Search code examples
hivecompressionfile-formatamazon-athenapresto

How to create an uncompressed text file with Athena


I have some data in Athena and I want to join and create a new table. I can do that with as CTAS operation, and AWS provide a few examples.

I'm create output with the TEXTFILE format, and I don't want any compression. In this link

This example also specifies compression as SNAPPY. If omitted, GZIP is used.
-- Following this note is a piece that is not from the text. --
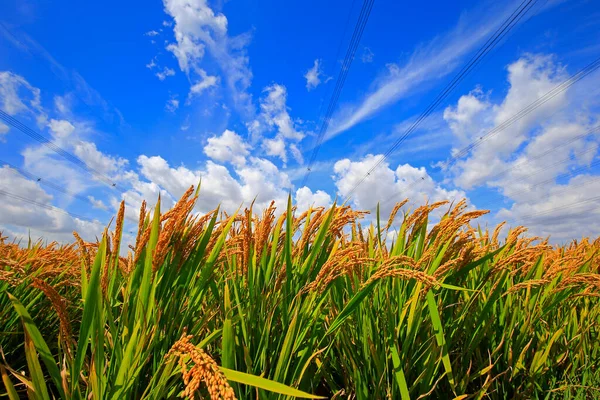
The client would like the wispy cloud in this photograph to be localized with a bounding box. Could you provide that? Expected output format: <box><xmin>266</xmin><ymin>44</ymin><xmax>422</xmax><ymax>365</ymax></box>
<box><xmin>325</xmin><ymin>1</ymin><xmax>532</xmax><ymax>140</ymax></box>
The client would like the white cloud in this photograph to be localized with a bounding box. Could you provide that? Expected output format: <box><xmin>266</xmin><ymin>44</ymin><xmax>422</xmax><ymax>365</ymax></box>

Here's an example of my code:

CREATE TABLE "main_extended"
WITH (
    external_location = 's3://attr-dev/data-joiner/test-1/main_extended/',
    format = 'TEXTFILE',
    field_delimiter = ',')
AS
SELECT
    t1.*,
    t2.month
FROM main t1 left outer join period_month t2
ON t1.period = t2.period

How do I specify the compression option, and what value should that option take to 'turn off' compression for TEXTFILE format?


Solution

  • As of today this isn't supported with CTAS syntax - have tried multiple approaches, thoroughly reviewed documentation, and also enquired with AWS support.

    The recommended approach for creating tables that are backed by simple text files is to invoke a simple SELECT statement from Athena and specifying an output location, and then invoking a CREATE EXTERNAL TABLE type query which references that output location. The result is the same but the mechanism is a little different.